I am stuck on the following Energy question, ie to use K.E. Could some one help me out, also if you can put a few comments regarding the reasoning of your method in terms of the energy. It would be most helpful. Thanks.

1. A bullet of mass 20g travelling at 500metres/sec horizontally hits a vertical wall. The wall exerts a constant resistance of 36000N on the bullet. Calculate the distance the bullet will penetrate the wall.

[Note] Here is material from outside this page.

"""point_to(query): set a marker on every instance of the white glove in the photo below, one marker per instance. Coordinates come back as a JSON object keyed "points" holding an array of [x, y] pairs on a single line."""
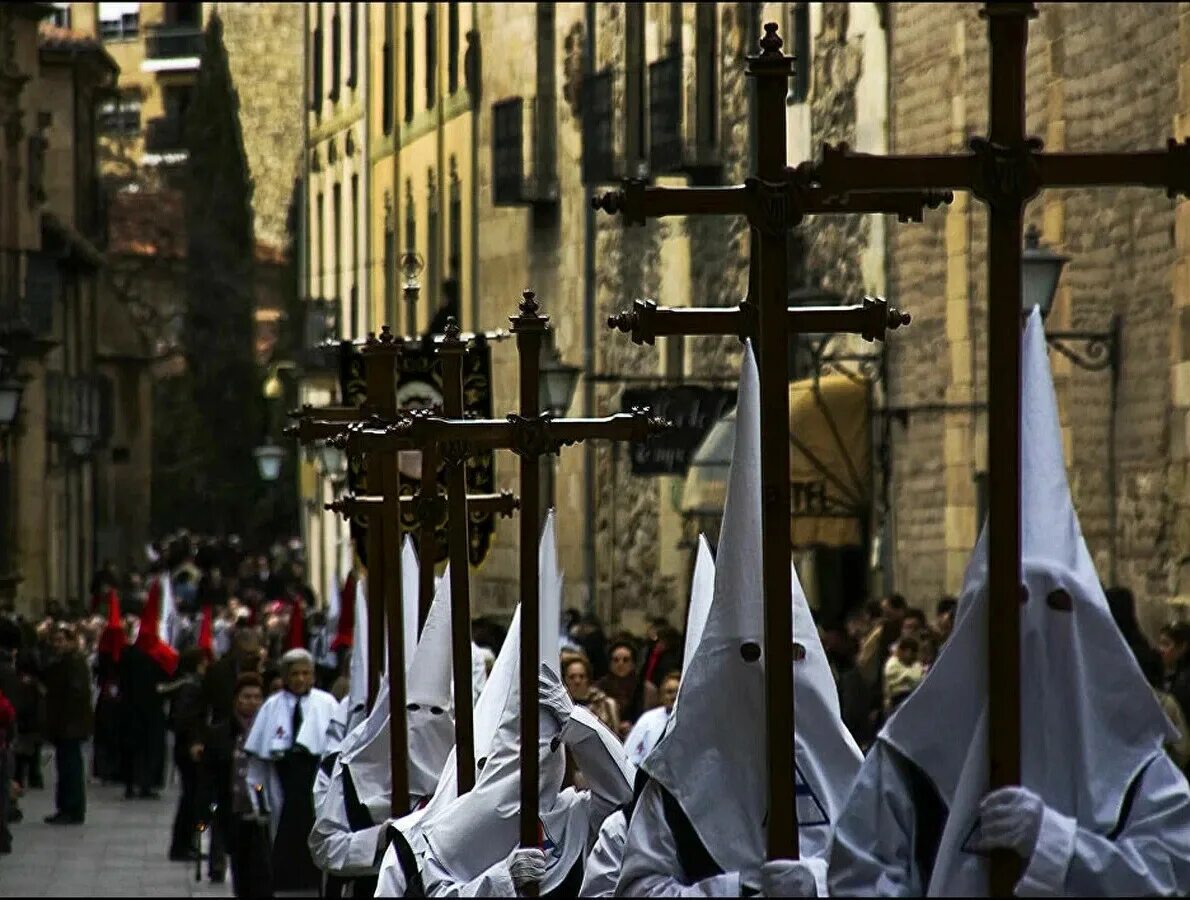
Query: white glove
{"points": [[552, 697], [790, 877], [1010, 818], [527, 867]]}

I also have a another question similar to this which is also troubling me, but if someone can help me out here, I'll try the other one myself.

Thanks.
Pete

By Susan Langley (Sml30) on Sunday, November 12, 2000 - 01:00 am:

OK, whats the initial KE of the bullet, use 0.5mv2. Make sure you convert the g into kg for SI units. OK do you know:
Energy=Force×Perpendicular displacement
So you put the KE of the bullet, which you work out, and the force into this equation to find the displacement

Hope that helps

Susan

By William Astle (Wja24) on Sunday, November 12, 2000 - 01:11 am:

I.
The rate of change of the total energy in an isolated system is zero. In other words energy is conserved. If energy can not flow out of or into a system then the total energy in the system is the same at any time.

II.
The kinetic energy of a body with mass m and speed u is (1/2)mv2. The work done on a body (energy imparted to it) by another body (for simple problems. In general it is better defined in terms of an infinite sum) is the product of the force applied to the body and the distance through which the force is applied.

So

1.
Initial Kinetic energy of the bullet is ½×20g×(500ms-1)2 = 2500J

The bullet does work on the wall and in doing so imparts energy of 2500J (since it eventually comes to rest and energy is conserved). So using the formula:

Work Done = Distance of Application × Force of Application

We have:

Distance of Application = Work Done/(Force of Application)

So here:

Distance = 2500J/36000N

which is approximately 7 cm.

By Hal 2001 (P3046) on Sunday, November 12, 2000 - 02:05 pm:

Thanks William, Susan.

Thanks for the method and also commentry on the conservation of evergy. Because of your help, I was able to tackle the other question (similar to this one, the other question gave me the amount the bullet went through the wall instead of giving me the force exerted and had to find that out). Thanks!!

Pete

By Peter Warner (P3272) on Monday, November 13, 2000 - 04:16 pm:

Hi,

I am trying to do this question using and considering Impulse formula and Energy (KE & PE) formula and not the constant acceleration formula. Can someone help out on part (b) of this question.

A ball of mass 0.4Kg is dropped from a height of 2.8m. After hitting the ground it rebounds to a height of 1.8m. By modelling the ball as a particle find:

(a) the speed with which the ball hits the ground
(b) the speed with which the ball rebounds from the ground
(c) the impulse the ball recieves from the ground


(a)
KE gained = 0.5mv2 = 0.4×0.5×v2

PE lost = mgh = 0.4×2.5×g

PE lost = KE gained ==> v = 7 metres/sec

(b)
i did this using the constant acceleration formula, but how can do this using energy?

u=? v=0 s=1.8 a=-g
using v2 = u2 + 2as ==> u = 5.93 metres/sec

(c)
m = 0.4, v = 5.93, u = 7
Impluse = mv -mu = 5.18 Ns


Thanks if you can help with doing part (b) using energy, or impulse/ momentum.

By William Astle (Wja24) on Monday, November 13, 2000 - 04:34 pm:

You know the potential of the ball when it reaches 1.8m. This is all the energy the ball has. Assuming it has not lost any in rising it will have the same energy (but all kinetic) just after it rebounds.

Use (1/2)mv2 to find the speed.

By Hal 2001 (P3046) on Monday, November 13, 2000 - 06:05 pm:

Hi William,
Thanks, it works!

Pete